Recently, scientists have created several benchmarks that try to assess the capacity of deep learning systems to form abstractions and analogies. An example is RAVEN, a set of problems that evaluate the capacity to detect concepts such as numerosity, sameness, size difference and position difference.

However, experiments show that deep learning systems can cheat such benchmarks. When Mitchell and her colleagues examined a deep learning system that scored very high on RAVEN, they realized that the neural network had found “shortcuts” that allowed it to predict the correct answer without even seeing the problem.

“Existing AI benchmarks in general (including benchmarks for abstraction and analogy) don't do a good enough job of testing for actual machine understanding rather than machines using shortcuts that rely on spurious statistical correlations,” Mitchell said. “Also, existing benchmarks typically use a random ‘training/test’ split, rather than systematically testing if a system can generalize well.”

Another benchmark is the Abstract Reasoning Corpus (ARC), created by AI researcher, François Chollet. ARC is particularly interesting because it contains a very limited number of training examples, and the test set is composed of challenges that are different from the training set. ARC has become the subject of a contest on the Kaggle data science and machine learning platform. But so far, there has been very limited progress on the benchmark.

“I really like Francois Chollet's ARC benchmark as a way to deal with some of the problems/limitations of current AI and AI benchmarks,” Mitchell said.
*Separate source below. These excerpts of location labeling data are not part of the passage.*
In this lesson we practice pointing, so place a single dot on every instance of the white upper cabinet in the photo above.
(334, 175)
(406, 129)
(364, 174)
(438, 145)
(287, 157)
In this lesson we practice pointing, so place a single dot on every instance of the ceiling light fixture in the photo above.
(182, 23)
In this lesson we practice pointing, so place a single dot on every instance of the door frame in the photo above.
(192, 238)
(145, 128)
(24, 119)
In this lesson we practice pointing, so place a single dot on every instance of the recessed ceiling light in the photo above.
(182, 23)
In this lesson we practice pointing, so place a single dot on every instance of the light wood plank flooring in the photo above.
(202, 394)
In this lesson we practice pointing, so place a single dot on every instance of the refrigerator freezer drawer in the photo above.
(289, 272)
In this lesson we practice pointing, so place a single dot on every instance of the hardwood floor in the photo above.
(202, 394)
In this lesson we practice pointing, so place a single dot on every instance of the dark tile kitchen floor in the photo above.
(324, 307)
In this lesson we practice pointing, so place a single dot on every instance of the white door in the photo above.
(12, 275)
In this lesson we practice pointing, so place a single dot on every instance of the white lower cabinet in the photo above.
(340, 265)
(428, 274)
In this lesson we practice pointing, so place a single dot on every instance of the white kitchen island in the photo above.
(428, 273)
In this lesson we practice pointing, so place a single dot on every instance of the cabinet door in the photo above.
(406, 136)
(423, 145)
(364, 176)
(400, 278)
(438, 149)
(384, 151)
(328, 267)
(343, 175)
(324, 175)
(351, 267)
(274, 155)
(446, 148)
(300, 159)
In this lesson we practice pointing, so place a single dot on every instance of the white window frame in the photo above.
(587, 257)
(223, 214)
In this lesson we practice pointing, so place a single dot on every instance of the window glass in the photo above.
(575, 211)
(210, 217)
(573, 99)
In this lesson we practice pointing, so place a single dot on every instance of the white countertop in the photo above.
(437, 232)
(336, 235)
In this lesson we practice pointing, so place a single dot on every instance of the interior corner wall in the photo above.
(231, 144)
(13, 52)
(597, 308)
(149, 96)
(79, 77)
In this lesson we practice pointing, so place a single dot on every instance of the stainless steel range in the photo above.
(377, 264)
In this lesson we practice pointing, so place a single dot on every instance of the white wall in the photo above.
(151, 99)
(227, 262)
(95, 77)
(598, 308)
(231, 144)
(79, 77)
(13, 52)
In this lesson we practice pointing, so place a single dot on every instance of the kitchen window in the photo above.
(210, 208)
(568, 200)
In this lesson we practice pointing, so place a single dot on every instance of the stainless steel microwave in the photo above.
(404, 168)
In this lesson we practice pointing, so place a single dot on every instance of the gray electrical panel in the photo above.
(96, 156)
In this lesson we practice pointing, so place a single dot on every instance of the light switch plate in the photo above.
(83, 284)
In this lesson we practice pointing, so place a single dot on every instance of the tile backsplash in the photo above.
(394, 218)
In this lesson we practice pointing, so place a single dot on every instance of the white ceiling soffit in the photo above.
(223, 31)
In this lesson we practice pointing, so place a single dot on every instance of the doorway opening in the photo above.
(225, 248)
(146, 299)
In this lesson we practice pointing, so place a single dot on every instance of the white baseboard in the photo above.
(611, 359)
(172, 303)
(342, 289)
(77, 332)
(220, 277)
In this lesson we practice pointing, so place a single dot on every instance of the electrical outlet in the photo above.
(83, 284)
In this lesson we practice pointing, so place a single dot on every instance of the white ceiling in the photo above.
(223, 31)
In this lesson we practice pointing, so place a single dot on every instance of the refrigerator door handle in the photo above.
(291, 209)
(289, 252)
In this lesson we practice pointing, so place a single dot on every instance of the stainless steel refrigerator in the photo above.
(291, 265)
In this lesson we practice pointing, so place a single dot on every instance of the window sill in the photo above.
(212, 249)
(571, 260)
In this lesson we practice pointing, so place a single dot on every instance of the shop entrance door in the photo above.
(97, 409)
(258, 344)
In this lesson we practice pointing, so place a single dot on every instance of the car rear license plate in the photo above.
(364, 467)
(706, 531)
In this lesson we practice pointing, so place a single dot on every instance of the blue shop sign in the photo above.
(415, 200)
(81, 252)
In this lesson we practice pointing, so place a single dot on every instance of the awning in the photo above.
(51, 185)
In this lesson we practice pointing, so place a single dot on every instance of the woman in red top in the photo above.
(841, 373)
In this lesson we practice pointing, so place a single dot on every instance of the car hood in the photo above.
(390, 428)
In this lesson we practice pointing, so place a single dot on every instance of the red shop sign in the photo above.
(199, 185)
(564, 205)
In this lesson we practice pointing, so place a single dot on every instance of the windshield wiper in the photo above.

She noted that she sees promise in the work being done at the intersection of AI and developmental learning, or “looking at how children learn and how that might inspire new AI approaches.”

What will be the right architecture to create AI systems that can form abstractions and analogies like humans remains an open question. Deep learning pioneers believe that bigger and better neural networks will eventually be able to replicate all functions of human intelligence. Other scientists believe that we need to combine deep learning with symbolic AI.

What is for sure is that as AI becomes more prevalent in applications we use every day, it will be important to create robust systems that are compatible with human intelligence and work — and fail — in predictable ways.